La « sustainability » fait donc carburer les équipes innovation des agences, et loin d’assécher la création, elle développe au contraire des solutions nouvelles. « Les problématiques RSE [responsabilité sociétale des entreprises] ont été traitées comme des contraintes, elles sont désormais parties prenantes de la proposition de valeur pour les marques », assure Jérôme Lhermenier, directeur général de FutureBrand Paris. Intégrées très en amont dans la réflexion stratégique, elles valorisent le rôle de conseil des agences. « Les départements RSE, marketing, R&D, fabrication ont toujours eu du mal à travailler ensemble mais ils se retrouvent sur le sujet de la transformation de la marque, affirme Clémence Sanlis, de Pixelis. La contrainte est une occasion de rebondir pour créer de la valeur. Par exemple, un projet autour de la recyclabilité du packaging peut amener à réfléchir plus globalement sur l’existence même de l’emballage et imaginer de nouveaux usages. »
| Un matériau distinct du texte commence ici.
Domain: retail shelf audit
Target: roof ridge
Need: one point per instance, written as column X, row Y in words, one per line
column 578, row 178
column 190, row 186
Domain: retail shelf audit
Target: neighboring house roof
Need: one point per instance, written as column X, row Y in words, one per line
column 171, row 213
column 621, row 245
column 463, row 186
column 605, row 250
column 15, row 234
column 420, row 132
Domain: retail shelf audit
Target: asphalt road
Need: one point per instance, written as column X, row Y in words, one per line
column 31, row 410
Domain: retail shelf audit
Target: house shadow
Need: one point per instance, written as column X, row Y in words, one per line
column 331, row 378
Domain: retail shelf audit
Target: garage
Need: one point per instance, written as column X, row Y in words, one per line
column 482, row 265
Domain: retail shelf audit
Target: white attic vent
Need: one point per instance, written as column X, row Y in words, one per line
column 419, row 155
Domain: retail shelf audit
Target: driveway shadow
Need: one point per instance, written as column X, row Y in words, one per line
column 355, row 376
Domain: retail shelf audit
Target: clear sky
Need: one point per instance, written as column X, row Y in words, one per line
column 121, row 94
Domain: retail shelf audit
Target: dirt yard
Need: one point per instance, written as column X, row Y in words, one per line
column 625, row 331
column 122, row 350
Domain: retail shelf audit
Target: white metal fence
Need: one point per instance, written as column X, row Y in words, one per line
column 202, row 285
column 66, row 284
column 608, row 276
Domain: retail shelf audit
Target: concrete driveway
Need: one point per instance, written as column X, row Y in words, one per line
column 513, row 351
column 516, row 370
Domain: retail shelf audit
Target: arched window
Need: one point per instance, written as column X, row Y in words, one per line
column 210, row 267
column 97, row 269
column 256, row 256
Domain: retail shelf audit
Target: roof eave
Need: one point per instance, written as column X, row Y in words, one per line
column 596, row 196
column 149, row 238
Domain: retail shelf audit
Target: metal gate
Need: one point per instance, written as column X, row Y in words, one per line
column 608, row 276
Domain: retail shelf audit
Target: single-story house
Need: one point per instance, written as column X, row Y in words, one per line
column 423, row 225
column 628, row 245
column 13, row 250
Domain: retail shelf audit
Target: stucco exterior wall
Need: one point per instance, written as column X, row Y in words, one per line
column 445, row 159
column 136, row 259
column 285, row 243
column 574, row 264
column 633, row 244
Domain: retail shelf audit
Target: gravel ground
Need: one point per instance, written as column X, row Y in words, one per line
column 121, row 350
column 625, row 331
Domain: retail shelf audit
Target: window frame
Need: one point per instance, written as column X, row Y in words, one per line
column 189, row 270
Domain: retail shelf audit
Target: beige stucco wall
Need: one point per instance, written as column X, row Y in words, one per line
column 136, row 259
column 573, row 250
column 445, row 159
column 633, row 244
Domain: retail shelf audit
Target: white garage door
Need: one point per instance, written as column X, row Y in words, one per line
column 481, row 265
Le vrac, que l’on pourrait penser réservé à quelques catégories de produits, se diffuse beaucoup plus vite qu’attendu. Chez Landor, qui travaille pour de gros industriels comme Procter & Gamble, la réflexion est déjà très avancée. « P&G participe au programme Loop de TerraCycle, qui utilise des packagings réutilisables, rappelle Carla Traini. Cela change le design car les codes de la marque ne sont pas les mêmes qu’en supermarché. Mais c’est encore plus intéressant car cela permet de travailler le branding au-delà du linéaire, en repensant toute l’expérience de marque. Les consommateurs vont vouloir choisir des acteurs du changement, qui s’engagent et proposent de nouveaux services. » Clémence Sanlis, chez Pixelis, fait la même analyse : « Le vrac oblige à penser le parcours de courses autrement, le pack devient réutilisable à la maison sous forme de rangements. Il faut trouver une valeur ajoutée pour la marque. Cela ouvre le champ des possibles en design. »

Retour aux racines

La prise de conscience passe aussi par les locaux eux-mêmes. Lors de son déménagement à Saint-Ouen, Saguez & Partners s’est installé dans un bâtiment HQE (haute qualité environnementale), sans climatisation, avec un maximum de matériaux naturels comme le bois. « On réapprend à baisser les stores en journée, à faire des courants d’air le soir. Les moquettes sont claires pour utiliser au maximum la lumière naturelle, détaille Olivier Saguez, son président. On expérimente sur nous-mêmes et cela nous permet de conseiller nos clients. » Et le sujet n’intéresse pas que les clients français ou occidentaux. « Nous avons de plus en plus de demandes dans le sens du développement durable, assure Matthieu Rochette-Schneider, directeur général de Centdegrés Greater China et Asie du Sud-Est. La nature est une valeur intrinsèque à la culture ancestrale chinoise, et la tendance écologique est un peu comme un retour aux racines. Cela constitue un terrain de création riche et pleine de sens. » Le design durable, c’est donc un mouvement… durable. « C’est une démarche à long terme qui fonctionne si tous les acteurs sont dans une posture égalitaire et de partage de valeurs. Marques et consommateurs doivent entrer dans un cercle vertueux », résume Pascal Viguier, président de Curius.